I am wounded, but I am not slain. I shall lay me down and rest a while, and then I will rise and fight again. -- Anonymous

Times were different now. For Steinbrenner it was time to rest, not time to fight. This was his office, but it was not his meeting. It was not his decision alone anymore.

The meeting was Torre's idea. Hank, Hal, Lopez, Levine, Trost and Cashman had kicked around the idea of what to do about Torre for the better part of a week. Do they offer him another contract, and, if so, for how long and for how much money? Do they even want him back at all? While they deliberated, Torre told Cashman he wanted to meet with the group face-to-face. It ­wasn't much different than how he managed: You look somebody in the eye and rely on direct honesty, rather than leaks and secondhand information. The six Yankees lieutenants thought it was a good idea. By then they had decided that they would offer Torre nothing more than one guaranteed year.
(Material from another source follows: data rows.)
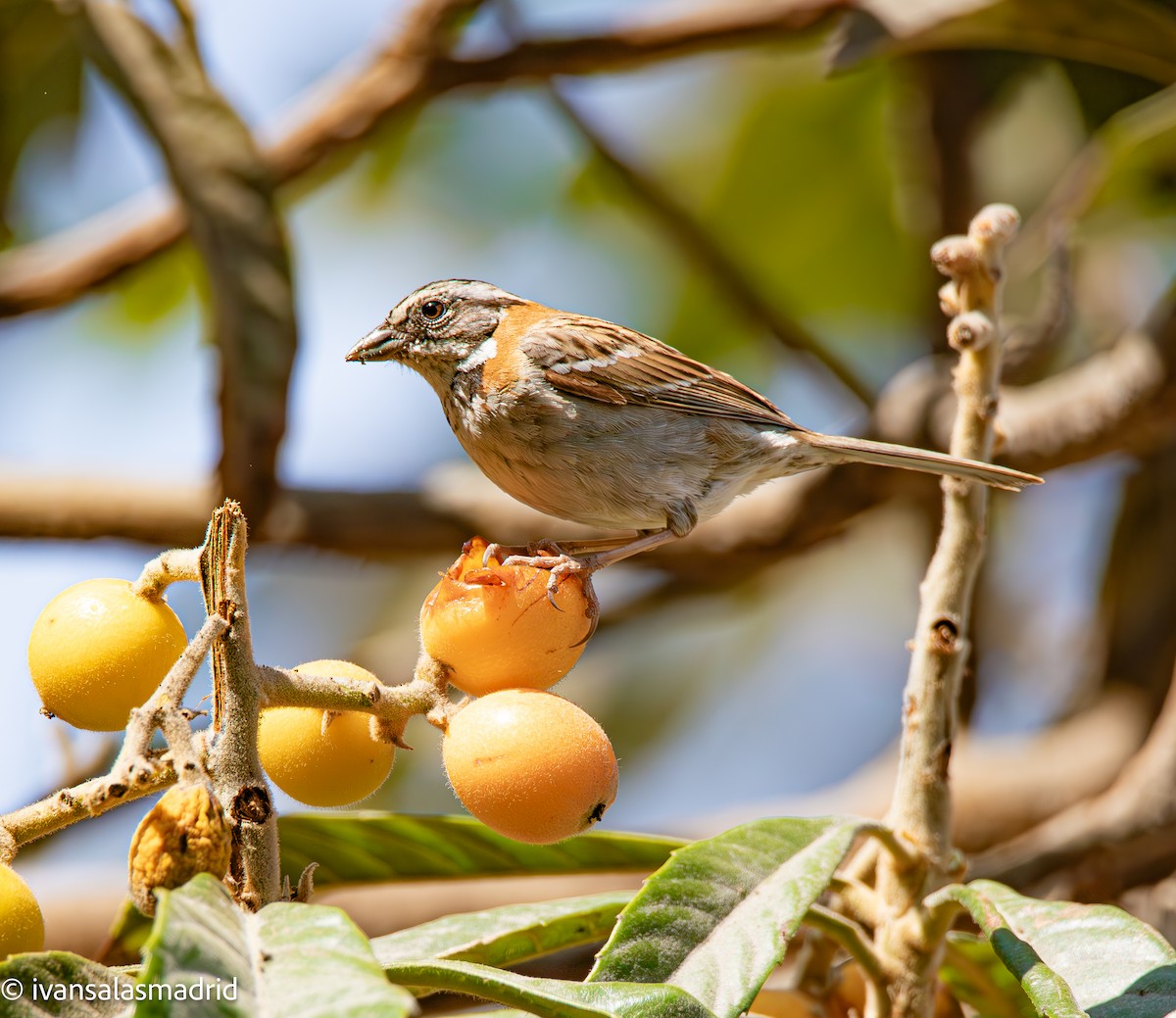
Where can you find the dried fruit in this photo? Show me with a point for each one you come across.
(99, 649)
(332, 766)
(185, 834)
(530, 764)
(497, 628)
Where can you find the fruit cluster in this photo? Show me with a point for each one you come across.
(526, 762)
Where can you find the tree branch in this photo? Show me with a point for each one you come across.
(689, 236)
(338, 118)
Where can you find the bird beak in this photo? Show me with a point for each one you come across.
(379, 345)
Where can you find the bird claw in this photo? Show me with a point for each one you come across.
(504, 552)
(558, 565)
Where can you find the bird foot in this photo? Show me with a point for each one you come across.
(558, 565)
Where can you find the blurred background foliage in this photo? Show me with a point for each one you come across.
(761, 196)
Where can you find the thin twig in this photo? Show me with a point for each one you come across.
(909, 945)
(858, 943)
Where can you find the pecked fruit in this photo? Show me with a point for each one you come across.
(497, 628)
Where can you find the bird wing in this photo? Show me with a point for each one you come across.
(598, 360)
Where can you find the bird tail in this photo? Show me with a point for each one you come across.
(863, 451)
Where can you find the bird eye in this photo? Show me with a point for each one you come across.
(432, 311)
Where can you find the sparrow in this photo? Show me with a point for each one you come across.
(601, 424)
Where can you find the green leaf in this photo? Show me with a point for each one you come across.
(30, 984)
(1130, 35)
(369, 847)
(286, 959)
(552, 998)
(1071, 959)
(716, 918)
(509, 935)
(976, 977)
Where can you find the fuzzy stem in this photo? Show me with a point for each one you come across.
(87, 800)
(233, 762)
(138, 770)
(170, 566)
(858, 945)
(921, 811)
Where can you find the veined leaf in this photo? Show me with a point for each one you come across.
(1071, 959)
(286, 959)
(552, 998)
(509, 935)
(716, 918)
(371, 847)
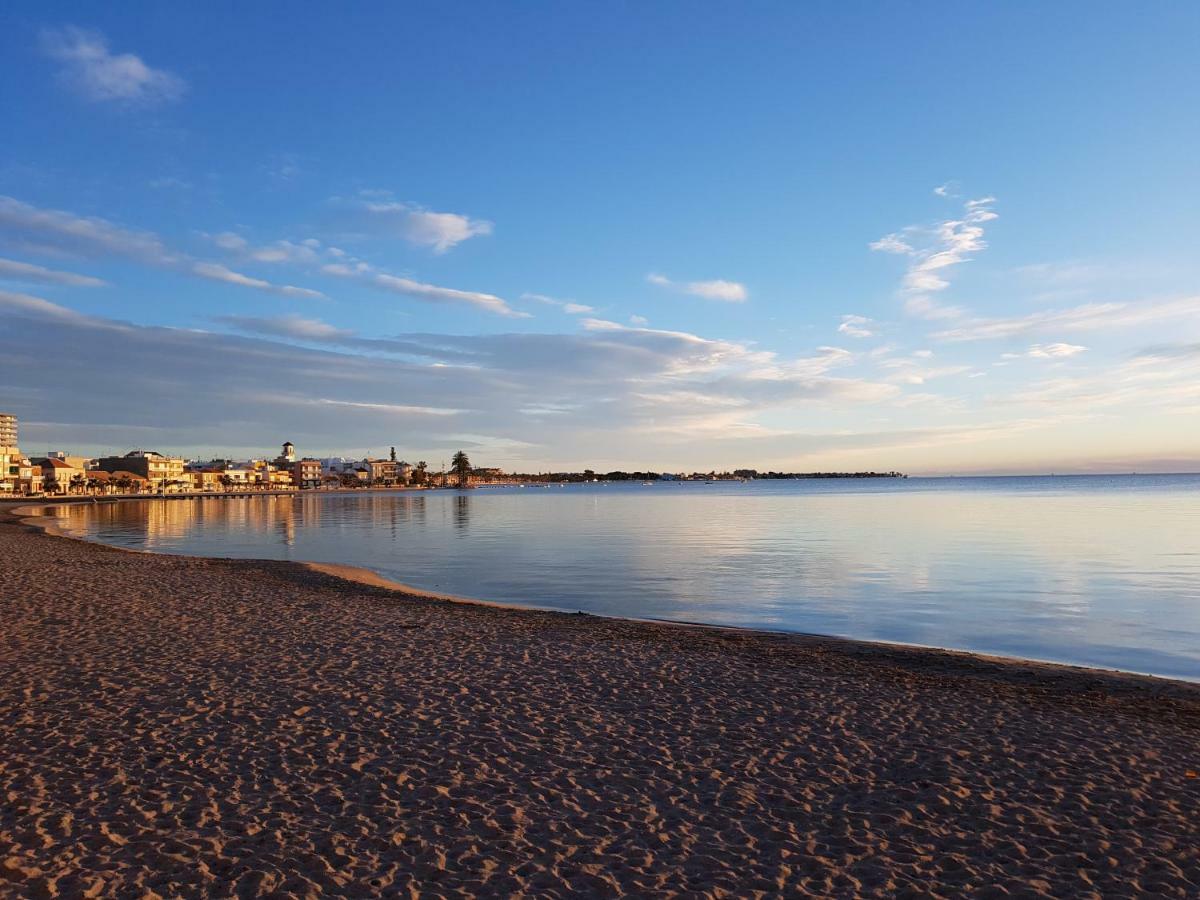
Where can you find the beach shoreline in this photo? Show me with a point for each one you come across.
(186, 725)
(371, 579)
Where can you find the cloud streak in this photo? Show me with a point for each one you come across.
(16, 270)
(727, 292)
(420, 291)
(1089, 317)
(933, 252)
(99, 75)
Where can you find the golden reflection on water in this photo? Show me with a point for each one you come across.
(1095, 576)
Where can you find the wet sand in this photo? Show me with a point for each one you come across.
(179, 726)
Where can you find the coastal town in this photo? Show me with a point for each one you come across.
(147, 472)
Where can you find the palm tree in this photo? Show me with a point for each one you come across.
(461, 467)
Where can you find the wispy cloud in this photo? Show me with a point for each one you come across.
(65, 234)
(1055, 351)
(933, 252)
(569, 306)
(215, 271)
(282, 251)
(420, 291)
(1087, 317)
(295, 327)
(856, 327)
(16, 270)
(95, 72)
(419, 226)
(730, 292)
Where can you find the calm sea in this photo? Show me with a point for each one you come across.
(1091, 570)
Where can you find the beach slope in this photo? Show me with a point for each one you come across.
(179, 726)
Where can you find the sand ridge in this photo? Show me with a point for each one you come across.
(181, 726)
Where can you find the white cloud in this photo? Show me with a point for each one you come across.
(67, 234)
(297, 327)
(907, 371)
(856, 327)
(1080, 318)
(95, 72)
(426, 228)
(281, 251)
(891, 244)
(947, 245)
(730, 292)
(569, 306)
(431, 293)
(61, 233)
(16, 270)
(215, 271)
(1055, 351)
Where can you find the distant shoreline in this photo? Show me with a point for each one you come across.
(28, 514)
(162, 714)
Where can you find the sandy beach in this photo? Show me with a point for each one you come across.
(179, 726)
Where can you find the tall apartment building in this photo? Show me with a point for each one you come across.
(17, 473)
(7, 430)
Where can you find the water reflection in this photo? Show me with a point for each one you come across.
(1092, 571)
(461, 511)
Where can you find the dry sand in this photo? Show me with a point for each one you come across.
(177, 726)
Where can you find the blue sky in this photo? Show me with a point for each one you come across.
(940, 238)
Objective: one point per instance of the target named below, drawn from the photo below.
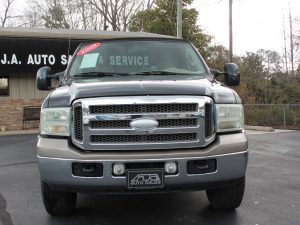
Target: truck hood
(65, 95)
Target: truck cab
(140, 114)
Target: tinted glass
(131, 57)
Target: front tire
(228, 197)
(58, 203)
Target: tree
(118, 13)
(272, 61)
(55, 17)
(162, 20)
(49, 13)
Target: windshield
(136, 57)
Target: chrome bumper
(230, 151)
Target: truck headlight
(230, 117)
(55, 121)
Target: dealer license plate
(145, 179)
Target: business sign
(29, 54)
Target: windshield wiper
(159, 72)
(98, 74)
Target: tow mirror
(231, 74)
(43, 78)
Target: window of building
(4, 87)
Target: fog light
(170, 167)
(118, 169)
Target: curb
(19, 132)
(259, 128)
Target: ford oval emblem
(145, 124)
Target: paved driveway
(272, 194)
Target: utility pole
(179, 18)
(230, 31)
(291, 38)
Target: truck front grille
(78, 122)
(123, 124)
(105, 123)
(152, 138)
(142, 108)
(208, 121)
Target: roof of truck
(73, 34)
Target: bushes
(274, 115)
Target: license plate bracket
(145, 179)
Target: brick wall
(11, 113)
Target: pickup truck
(139, 115)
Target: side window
(4, 86)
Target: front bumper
(55, 158)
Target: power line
(214, 3)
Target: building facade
(22, 52)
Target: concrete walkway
(19, 132)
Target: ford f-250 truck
(140, 114)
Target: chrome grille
(78, 122)
(152, 138)
(208, 121)
(142, 108)
(106, 123)
(122, 124)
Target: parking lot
(272, 194)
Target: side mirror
(43, 79)
(231, 74)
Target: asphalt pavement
(272, 194)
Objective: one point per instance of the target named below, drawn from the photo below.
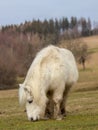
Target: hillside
(82, 104)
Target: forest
(20, 43)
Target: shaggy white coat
(53, 69)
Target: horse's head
(34, 109)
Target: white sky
(18, 11)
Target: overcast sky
(19, 11)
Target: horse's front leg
(57, 111)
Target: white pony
(53, 71)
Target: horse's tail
(22, 95)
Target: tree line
(53, 26)
(20, 43)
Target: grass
(82, 104)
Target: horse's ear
(22, 94)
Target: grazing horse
(49, 78)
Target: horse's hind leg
(57, 99)
(63, 103)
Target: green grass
(82, 114)
(82, 107)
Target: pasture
(82, 104)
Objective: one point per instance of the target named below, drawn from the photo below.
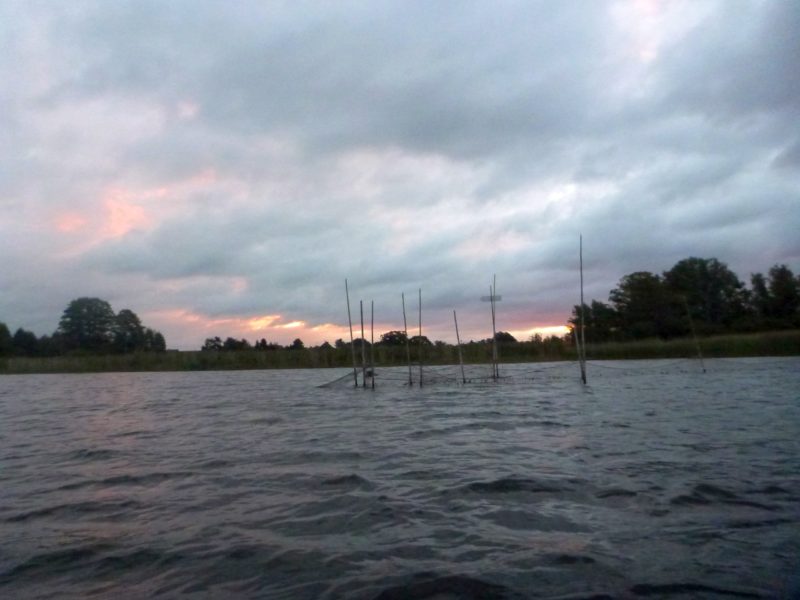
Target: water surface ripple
(654, 481)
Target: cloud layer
(220, 169)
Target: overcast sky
(221, 167)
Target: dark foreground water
(655, 481)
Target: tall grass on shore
(778, 343)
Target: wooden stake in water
(460, 357)
(363, 348)
(582, 347)
(372, 342)
(408, 342)
(492, 298)
(350, 322)
(420, 337)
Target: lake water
(656, 480)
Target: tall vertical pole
(420, 337)
(363, 348)
(460, 357)
(582, 349)
(352, 346)
(494, 329)
(372, 342)
(408, 342)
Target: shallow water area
(655, 480)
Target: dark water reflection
(655, 481)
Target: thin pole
(420, 337)
(352, 346)
(460, 358)
(694, 335)
(372, 342)
(582, 348)
(408, 342)
(494, 334)
(363, 348)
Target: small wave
(53, 563)
(266, 420)
(92, 454)
(73, 509)
(571, 559)
(507, 485)
(351, 480)
(458, 586)
(644, 589)
(615, 493)
(123, 480)
(705, 494)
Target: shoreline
(775, 343)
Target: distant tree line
(699, 293)
(88, 325)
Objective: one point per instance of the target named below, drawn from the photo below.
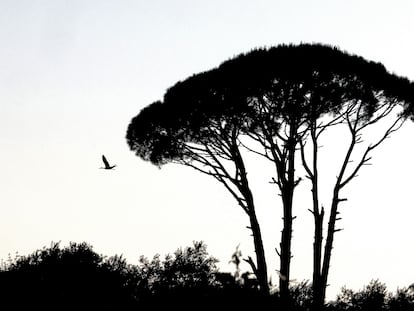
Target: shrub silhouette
(71, 278)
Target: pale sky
(74, 73)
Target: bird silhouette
(107, 166)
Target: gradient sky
(74, 73)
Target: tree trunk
(287, 197)
(318, 296)
(261, 269)
(329, 242)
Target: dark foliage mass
(274, 102)
(77, 278)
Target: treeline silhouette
(77, 278)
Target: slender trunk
(318, 216)
(261, 270)
(287, 197)
(285, 247)
(329, 241)
(318, 297)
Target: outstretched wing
(105, 161)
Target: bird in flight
(107, 166)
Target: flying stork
(107, 166)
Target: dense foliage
(77, 278)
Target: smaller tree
(70, 278)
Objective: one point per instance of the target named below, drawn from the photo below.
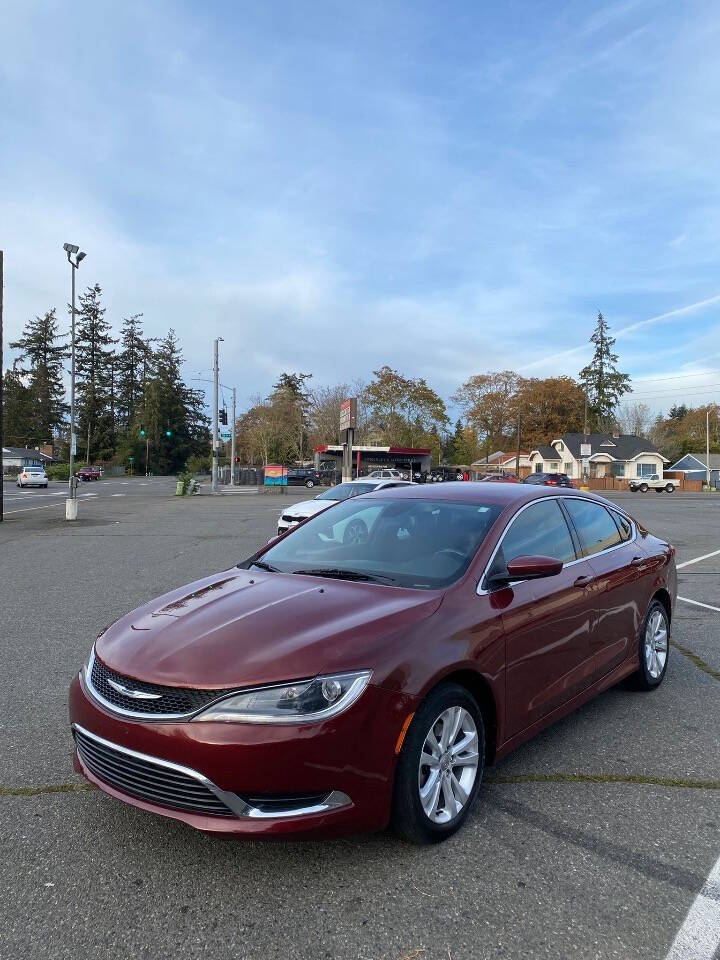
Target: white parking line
(705, 556)
(699, 936)
(696, 603)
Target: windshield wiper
(264, 566)
(340, 574)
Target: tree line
(132, 381)
(132, 404)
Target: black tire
(408, 818)
(643, 679)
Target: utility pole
(71, 503)
(1, 397)
(707, 448)
(216, 442)
(232, 446)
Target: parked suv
(303, 477)
(654, 482)
(549, 479)
(88, 473)
(32, 476)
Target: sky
(332, 186)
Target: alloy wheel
(656, 644)
(448, 765)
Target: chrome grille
(171, 700)
(147, 779)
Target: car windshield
(423, 544)
(343, 491)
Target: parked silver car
(33, 476)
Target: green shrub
(58, 471)
(198, 464)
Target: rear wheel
(654, 647)
(440, 767)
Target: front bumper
(348, 761)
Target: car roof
(502, 494)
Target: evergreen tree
(93, 376)
(603, 383)
(131, 365)
(17, 411)
(43, 354)
(292, 398)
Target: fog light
(331, 690)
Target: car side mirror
(527, 568)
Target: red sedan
(365, 667)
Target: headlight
(307, 701)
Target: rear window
(594, 525)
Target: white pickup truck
(654, 482)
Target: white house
(611, 455)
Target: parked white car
(653, 482)
(32, 477)
(294, 514)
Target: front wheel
(440, 767)
(654, 647)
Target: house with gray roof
(694, 466)
(619, 455)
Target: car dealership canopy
(367, 458)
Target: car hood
(241, 628)
(306, 508)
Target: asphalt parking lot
(592, 841)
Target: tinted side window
(624, 525)
(540, 530)
(595, 527)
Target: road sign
(275, 475)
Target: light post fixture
(75, 257)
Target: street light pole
(214, 485)
(72, 251)
(707, 448)
(232, 446)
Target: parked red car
(88, 473)
(337, 683)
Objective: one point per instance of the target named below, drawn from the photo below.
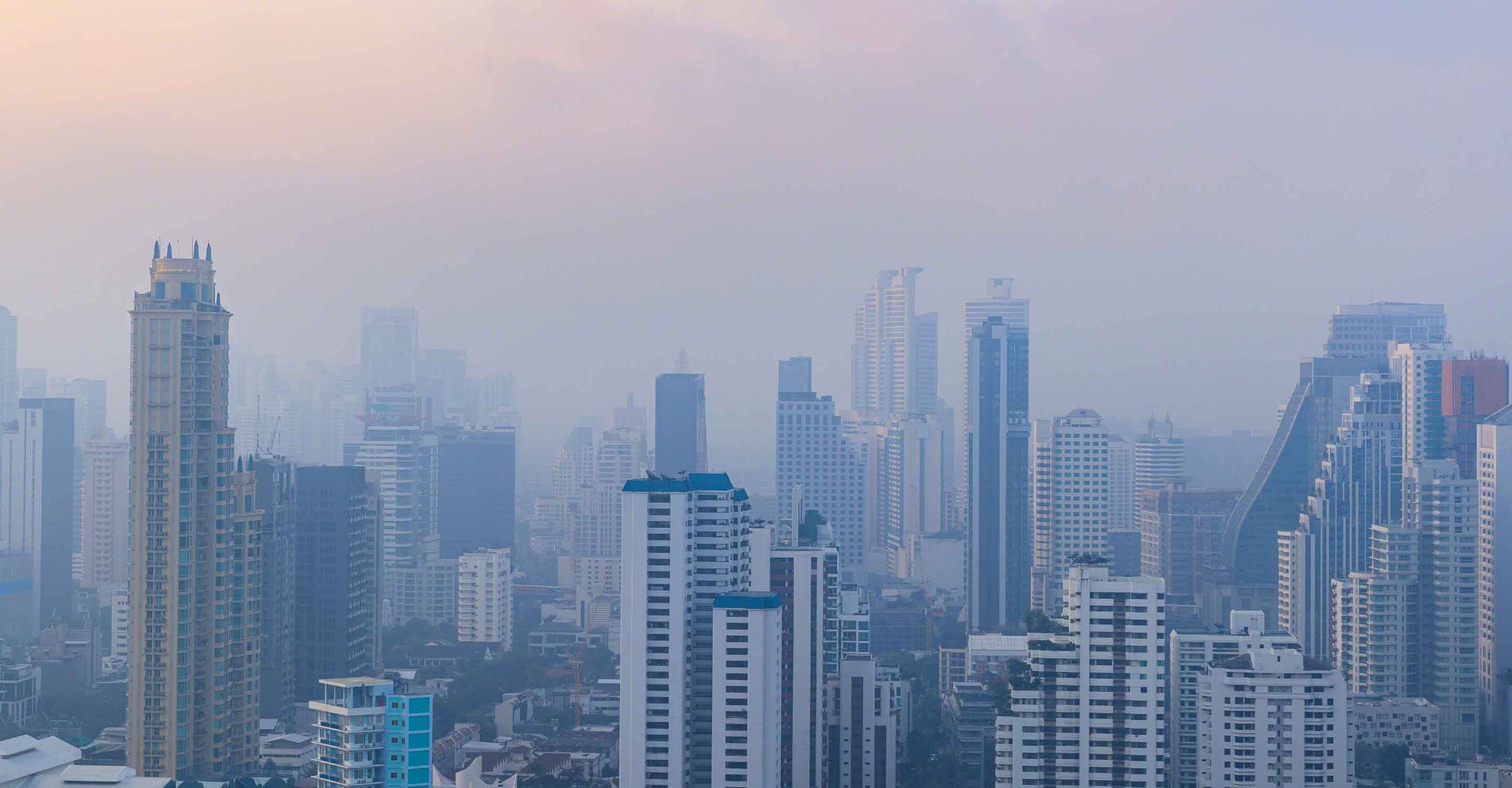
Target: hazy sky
(577, 190)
The day before the meeting, as the two sides finalized arrangements for the gathering, Cashman broke the news to Torre that he probably would not be offered a multiyear deal.

"They only want to give you one year," Cashman told him over the phone.

"What about a second year?" Torre asked.

"I don't think they're going to offer you that."

"Cash, I have an idea. What about a two-year contract? It ­doesn't even really matter what the money is. Two years, and if I get fired in the first year, the second year is guaranteed. But if I get fired after the first year, I don't get the full amount of the second year, just a buyout. The money ­doesn't matter. I mean, as long as it's not just something ridiculous. It's not about the money. It's the second year."

Torre had just gone through a hellish season, with constant leaks in the press, sniping from the front office, frequent rumors about him getting fired and the feeling that people within his own organization were rooting against him. He was worn out by all of it. There was no way he was going to go through another year like that. And there was one scenario that would have set the table for exactly that kind of season all over again: working under a one-year contract. That scenario would stamp him a lame duck all over again, with the managerial death watch starting up again with the first three-game losing streak in April.

All Torre wanted was to manage one more season in relative calm, and the second year on a contract would help provide that kind of stability. The second year was nothing but an insurance policy. He planned to retire after that one season, anyway.

"I ­couldn't do it on a one-year deal," Torre said. "I ­couldn't go through what was the worst year of my professional life all over again. I ­couldn't put my family through it again. I ­couldn't put my coaches through that again. All I wanted was one year where nobody was questioning me about how you're going to lose your job."

* * *

On Oct. 18 Torre, Cashman and Trost boarded a private jet in White Plains, N.Y., for the flight to Tampa. Torre had told his coaches that he ­wasn't sure what was going to happen.

"At the time I thought it was going to be 60-40 that he ­wouldn't come back," third base coach Larry Bowa said. "You know, Joe kept everything pretty quiet. He said, 'I'll get in touch with you guys.' Selfishly, I wanted him to come back because I loved coaching there, but he had to do what he had to do.

"For a guy with what he's done for the city and that team, that's the one thing I thought was very unfair. I don't think he was treated the right way. I mean, I think Joe earned that right to go out on his own, and he should have earned the right to open the new stadium. At least they should have said, 'O.K., this year we'll give you, and for the new stadium you have an option if you want to stay or not, or go upstairs and be an adviser.' I really thought that was going to happen because of what Joe meant to the city, the players who played there and to the organization. And it ­didn't happen like that. It turned out to be an ugly ending."

On the plane ride to Tampa, Cashman repeated his warning to Torre about the length of the contract, again choosing his pronoun carefully as if to distance himself from what was about to go down. "I don't think they're going to go to more than one year," Cashman said. "What are you going to do then?"

"I don't know what I'm going to do," Torre said. "I'm just going to go in there."